Under this framework, we first must determine whether the defendant and one or more additional entities shared, agreed to allocate responsibility for, or otherwise codetermined the key terms and conditions of the plaintiff’s work.
The second step of the analysis—which asks whether a worker was an employee or independent contractor for purposes of the FLSA—depends in large part upon the answer to the first step. Namely, if we determine that the defendant and another entity codetermined the key terms and conditions of the worker’s employment, then we must consider whether the two entities’ combined influence over the terms and conditions of the worker’s employment render the worker an employee as opposed to an independent contractor.

3. Adopt the Six-Factor Joint Employment Test

Next, the panel clarified the proper six-factor test to evaluate the existence of joint employment. This analysis stemmed from the panel’s recent ruling in Salinas v. Commercial Interiors, Inc., No. 15-1915, slip op. at 17–18 (argued Oct. 27, 2016).
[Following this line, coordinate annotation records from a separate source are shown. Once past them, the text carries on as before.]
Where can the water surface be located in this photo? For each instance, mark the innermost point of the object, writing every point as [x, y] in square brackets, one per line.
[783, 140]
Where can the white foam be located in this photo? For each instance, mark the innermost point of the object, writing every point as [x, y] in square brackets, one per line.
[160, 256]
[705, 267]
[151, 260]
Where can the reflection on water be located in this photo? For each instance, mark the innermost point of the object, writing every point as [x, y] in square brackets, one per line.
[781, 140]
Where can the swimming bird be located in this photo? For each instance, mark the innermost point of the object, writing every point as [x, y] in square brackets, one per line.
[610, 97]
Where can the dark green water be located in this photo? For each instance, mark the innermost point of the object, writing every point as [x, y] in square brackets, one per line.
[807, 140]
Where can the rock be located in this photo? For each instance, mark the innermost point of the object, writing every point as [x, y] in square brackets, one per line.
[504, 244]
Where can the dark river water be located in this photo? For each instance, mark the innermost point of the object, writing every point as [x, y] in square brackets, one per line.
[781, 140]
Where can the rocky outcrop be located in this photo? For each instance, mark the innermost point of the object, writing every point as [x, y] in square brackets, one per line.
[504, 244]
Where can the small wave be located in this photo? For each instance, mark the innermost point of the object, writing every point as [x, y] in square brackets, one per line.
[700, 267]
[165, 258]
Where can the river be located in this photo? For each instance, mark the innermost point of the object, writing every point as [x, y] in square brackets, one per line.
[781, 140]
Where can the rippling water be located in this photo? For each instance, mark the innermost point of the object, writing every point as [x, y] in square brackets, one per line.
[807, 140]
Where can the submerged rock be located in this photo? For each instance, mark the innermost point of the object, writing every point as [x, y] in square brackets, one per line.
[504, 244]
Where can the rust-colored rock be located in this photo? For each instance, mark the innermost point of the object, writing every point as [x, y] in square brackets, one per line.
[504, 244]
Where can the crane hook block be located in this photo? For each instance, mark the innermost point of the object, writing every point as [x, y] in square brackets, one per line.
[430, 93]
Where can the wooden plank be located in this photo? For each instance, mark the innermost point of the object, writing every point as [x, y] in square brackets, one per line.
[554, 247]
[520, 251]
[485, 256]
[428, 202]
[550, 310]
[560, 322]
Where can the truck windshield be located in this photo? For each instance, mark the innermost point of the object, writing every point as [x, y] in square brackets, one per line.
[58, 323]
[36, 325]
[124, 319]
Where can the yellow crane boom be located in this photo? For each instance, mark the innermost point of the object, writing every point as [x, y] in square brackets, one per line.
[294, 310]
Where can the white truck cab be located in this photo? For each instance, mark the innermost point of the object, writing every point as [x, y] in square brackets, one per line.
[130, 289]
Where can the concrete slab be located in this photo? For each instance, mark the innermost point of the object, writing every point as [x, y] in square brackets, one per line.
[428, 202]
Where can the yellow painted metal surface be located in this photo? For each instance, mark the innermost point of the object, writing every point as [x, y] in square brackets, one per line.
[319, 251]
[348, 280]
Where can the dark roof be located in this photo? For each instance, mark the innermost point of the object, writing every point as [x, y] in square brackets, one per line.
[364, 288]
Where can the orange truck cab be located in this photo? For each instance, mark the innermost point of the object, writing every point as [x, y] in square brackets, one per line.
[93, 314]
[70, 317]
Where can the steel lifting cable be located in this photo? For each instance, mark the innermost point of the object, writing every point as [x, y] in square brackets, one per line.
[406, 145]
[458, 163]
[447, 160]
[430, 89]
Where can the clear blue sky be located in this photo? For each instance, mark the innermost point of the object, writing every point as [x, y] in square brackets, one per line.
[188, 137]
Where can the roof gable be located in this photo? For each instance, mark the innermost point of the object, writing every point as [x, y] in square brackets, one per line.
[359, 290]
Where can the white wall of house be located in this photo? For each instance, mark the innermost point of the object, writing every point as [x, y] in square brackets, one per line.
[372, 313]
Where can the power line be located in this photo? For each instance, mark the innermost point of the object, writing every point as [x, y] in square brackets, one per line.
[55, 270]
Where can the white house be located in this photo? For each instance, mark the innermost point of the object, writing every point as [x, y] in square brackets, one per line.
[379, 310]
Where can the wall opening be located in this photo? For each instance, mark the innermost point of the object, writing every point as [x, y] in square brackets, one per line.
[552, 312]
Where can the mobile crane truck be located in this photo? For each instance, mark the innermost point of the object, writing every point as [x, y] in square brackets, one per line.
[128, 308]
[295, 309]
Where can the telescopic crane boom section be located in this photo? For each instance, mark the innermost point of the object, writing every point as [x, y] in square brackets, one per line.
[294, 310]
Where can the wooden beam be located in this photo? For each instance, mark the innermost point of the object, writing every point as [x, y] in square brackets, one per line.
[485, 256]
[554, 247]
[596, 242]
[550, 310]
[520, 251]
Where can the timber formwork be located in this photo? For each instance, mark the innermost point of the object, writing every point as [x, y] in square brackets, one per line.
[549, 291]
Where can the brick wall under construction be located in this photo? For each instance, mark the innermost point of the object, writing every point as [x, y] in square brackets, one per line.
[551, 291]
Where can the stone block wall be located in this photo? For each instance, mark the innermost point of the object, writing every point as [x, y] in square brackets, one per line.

To assist lower courts in determining whether the relationship between two entities gives rise to joint employment, we identified the following six, nonexhaustive factors to consider:

(1) Whether, formally or as a matter of practice, the putative joint employers jointly determine, share, or allocate the ability to direct, control, or supervise the worker, whether by direct or indirect means;

(2) Whether, formally or as a matter of practice, the putative joint employers jointly determine, share, or allocate the power to—directly or indirectly—hire or fire the worker or modify the terms or conditions of the worker’s employment;

(3) The degree of permanency and duration of the relationship between the putative joint employers;

(4) Whether through shared management or a direct or indirect ownership interest, one putative joint employer controls, is controlled by, or is under common control with the other putative joint employer;

(5) Whether the work is performed on a premises owned or controlled by one or more of the putative joint employers, independently or in connection with one another; and

(6) Whether, formally or as a matter of practice, the putative joint employers jointly determine, share, or allocate responsibility over functions ordinarily carried out by an employer, such as handling payroll; providing workers’ compensation insurance; paying payroll taxes; or providing the facilities, equipment, tools, or materials necessary to complete the work.

4. Do Not Follow Bonnette in the 4th Circuit

The Hall Court joined other circuits in denouncing Bonnette’s four-part test because it relied too heavily on agency principles and thus was unduly focused on the economic dependence that the employee had on its employers. Instead, the panel clarified, the focus should center on the intent of FLSA: ensuring the protection of workers with unorthodox employment arrangements. Thus, in the joint employer analysis, the relationship between employers becomes the main issue.

5. Use the Lenient Test for Pleading FLSA Claims

Lastly, the Hall Court adopted a liberal approach to pleading FSLA claims. According to the panel, a plaintiff only needs to sufficiently allege that he or she worked 40 hours of work in a given week as well as some “uncompensated time in excess of the 40 hours.”  Further, the standard only requires allegations cover at least one week. This lenient standard acknowledges that the defendants usually have most, if not all, of the evidence needed to ascertain exact hours worked. Thus, facts that nudge claims “from conceivable to plausible” support the broad protections of FLSA.

Conclusion

The Hall Court covered a lot of ground and crystalized the joint employer analysis for FLSA claims. This should lessen confusion, on both sides of the bar, in advising clients and confronting possible FLSA violations in the face of quirky employer relationships.